Glad to help.:):) He's so sweet & kind to all the PSW's & others who visit him but I'm just a piece of garbage. It makes me so angry. He's so agreeable with everyone, today the incontinence nurse came & told him he had to wear his DEPENDS (incontinence pads). YES, YES, YES, I understand. 10 minutes after she left he tore them off. She told him he had to sit down to pee, OKAY, will do, has he done it since. NO I don't think so, but he has peed on the floor. Are they all playing games? Sometimes I think I'm the one being played, not the player.:):)
Perhaps my life isn’t so bad after all!! Fortunately incontinence hasn’t arrived at our house yet, but whatever I suggest or tell him needs to happen, is just ignored. It’s as though I’m not saying anything and he knows better.
 

Stayingalive

Registered User
Nov 24, 2019
24
0
Stayingalive, I absolutely feel the same as you about everything you've said, my heart used to sink when I'd been at work and it was time to go home. I had a carer in a couple of times a day for my partner while I was at work but I'm no longer working for various reasons and it was getting to the stage of him needing more care. Now I'm struggling with depression so I'm going to look at going back to work and taking him to day care but he's deteriorating so quickly, he understands nothing I tell him but often wants to 'talk' and it's all about him and I can't understand a thing he's trying to tell me. They are so needy, so self-centred We all go through that grief thing of missing the one we love (who's really not there anymore) and the loneliness because our companion is now no more than a toddler who needs constant attention.
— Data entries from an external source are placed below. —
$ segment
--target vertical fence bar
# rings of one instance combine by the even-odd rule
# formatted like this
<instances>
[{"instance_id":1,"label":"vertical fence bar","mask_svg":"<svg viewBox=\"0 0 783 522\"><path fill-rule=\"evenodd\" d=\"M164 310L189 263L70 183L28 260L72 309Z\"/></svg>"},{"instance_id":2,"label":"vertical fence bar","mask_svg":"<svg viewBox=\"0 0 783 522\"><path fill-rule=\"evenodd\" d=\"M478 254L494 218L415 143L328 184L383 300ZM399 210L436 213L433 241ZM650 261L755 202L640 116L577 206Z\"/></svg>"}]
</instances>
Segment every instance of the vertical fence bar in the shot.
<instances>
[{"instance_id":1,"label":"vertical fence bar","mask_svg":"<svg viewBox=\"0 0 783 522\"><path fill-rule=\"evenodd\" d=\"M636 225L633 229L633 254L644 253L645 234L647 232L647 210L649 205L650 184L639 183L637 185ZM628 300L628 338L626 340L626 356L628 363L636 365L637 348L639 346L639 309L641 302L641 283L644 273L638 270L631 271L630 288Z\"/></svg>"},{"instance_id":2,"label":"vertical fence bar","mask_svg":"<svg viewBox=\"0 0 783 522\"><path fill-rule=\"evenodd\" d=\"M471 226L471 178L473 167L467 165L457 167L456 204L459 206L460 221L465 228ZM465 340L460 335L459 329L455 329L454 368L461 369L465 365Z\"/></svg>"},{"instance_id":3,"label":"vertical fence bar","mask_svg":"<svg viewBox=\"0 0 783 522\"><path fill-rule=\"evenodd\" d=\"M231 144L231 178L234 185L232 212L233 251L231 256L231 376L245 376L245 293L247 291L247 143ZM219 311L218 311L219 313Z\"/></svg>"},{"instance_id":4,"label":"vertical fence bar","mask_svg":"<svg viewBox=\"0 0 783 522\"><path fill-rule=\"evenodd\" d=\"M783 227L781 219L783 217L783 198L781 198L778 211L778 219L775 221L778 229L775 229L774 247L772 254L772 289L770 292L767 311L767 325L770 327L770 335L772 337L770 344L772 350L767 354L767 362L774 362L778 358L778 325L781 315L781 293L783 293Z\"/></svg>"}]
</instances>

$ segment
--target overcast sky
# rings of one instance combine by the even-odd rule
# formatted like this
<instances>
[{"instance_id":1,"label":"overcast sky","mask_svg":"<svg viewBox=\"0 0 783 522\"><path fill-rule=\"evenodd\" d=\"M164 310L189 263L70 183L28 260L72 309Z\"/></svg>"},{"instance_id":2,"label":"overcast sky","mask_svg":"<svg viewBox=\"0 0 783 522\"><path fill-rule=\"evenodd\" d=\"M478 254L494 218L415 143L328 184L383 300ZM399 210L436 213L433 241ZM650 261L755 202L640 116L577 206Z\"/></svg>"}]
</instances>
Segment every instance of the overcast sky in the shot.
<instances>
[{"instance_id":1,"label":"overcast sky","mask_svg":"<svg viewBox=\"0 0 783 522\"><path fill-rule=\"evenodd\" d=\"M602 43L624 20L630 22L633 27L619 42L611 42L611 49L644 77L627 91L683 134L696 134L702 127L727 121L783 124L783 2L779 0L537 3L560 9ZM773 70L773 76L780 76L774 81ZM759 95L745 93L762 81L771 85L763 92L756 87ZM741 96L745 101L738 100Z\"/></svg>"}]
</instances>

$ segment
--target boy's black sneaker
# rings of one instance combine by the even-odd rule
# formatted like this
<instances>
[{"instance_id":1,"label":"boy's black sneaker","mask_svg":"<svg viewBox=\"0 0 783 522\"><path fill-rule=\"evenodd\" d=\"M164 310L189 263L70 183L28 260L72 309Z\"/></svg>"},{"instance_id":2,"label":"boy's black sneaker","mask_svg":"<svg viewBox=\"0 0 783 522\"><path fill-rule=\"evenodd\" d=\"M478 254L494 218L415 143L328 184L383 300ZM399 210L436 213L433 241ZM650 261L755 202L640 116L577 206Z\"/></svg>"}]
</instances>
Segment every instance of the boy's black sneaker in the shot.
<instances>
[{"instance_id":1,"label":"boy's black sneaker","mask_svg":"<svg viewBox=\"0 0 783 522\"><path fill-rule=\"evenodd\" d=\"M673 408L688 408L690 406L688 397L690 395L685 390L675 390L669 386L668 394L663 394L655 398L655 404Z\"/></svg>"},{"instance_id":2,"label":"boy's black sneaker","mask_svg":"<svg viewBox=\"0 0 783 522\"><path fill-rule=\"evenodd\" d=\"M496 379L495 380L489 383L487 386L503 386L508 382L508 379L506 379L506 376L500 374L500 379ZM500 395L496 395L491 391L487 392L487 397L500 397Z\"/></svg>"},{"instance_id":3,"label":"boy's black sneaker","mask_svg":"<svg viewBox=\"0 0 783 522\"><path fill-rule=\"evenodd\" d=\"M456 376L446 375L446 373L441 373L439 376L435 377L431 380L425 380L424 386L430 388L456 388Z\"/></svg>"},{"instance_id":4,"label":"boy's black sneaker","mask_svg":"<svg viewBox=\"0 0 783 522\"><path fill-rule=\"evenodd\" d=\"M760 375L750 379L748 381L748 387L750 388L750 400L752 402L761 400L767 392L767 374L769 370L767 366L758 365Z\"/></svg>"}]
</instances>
Like you (and probably like most people on this forum) I absolutely hate this life of having no freedom, no life of my own, the negativity, the mood swings (his and mine!). I want to be caring and patient and kind but it's becoming more and more difficult, they suck the life out of you - though they can't help it of course and would never choose to have this cruel disease or to put us through the hell that they do!
 

Stayingalive

Registered User
Nov 24, 2019
24
0
Thank you, your comments and others have really helped me. My therapist suggested I reach out when I told her how guilty I felt about hating my husband some of the time, she said there would be other people out there who felt the same, and she was right. I can't bear to go to dementia cafes because they're full of white-haired ladies who are talking about all the things they do to stimulate their husbands and I'm not a white haired old lady and I can't be the sort of carer they're being.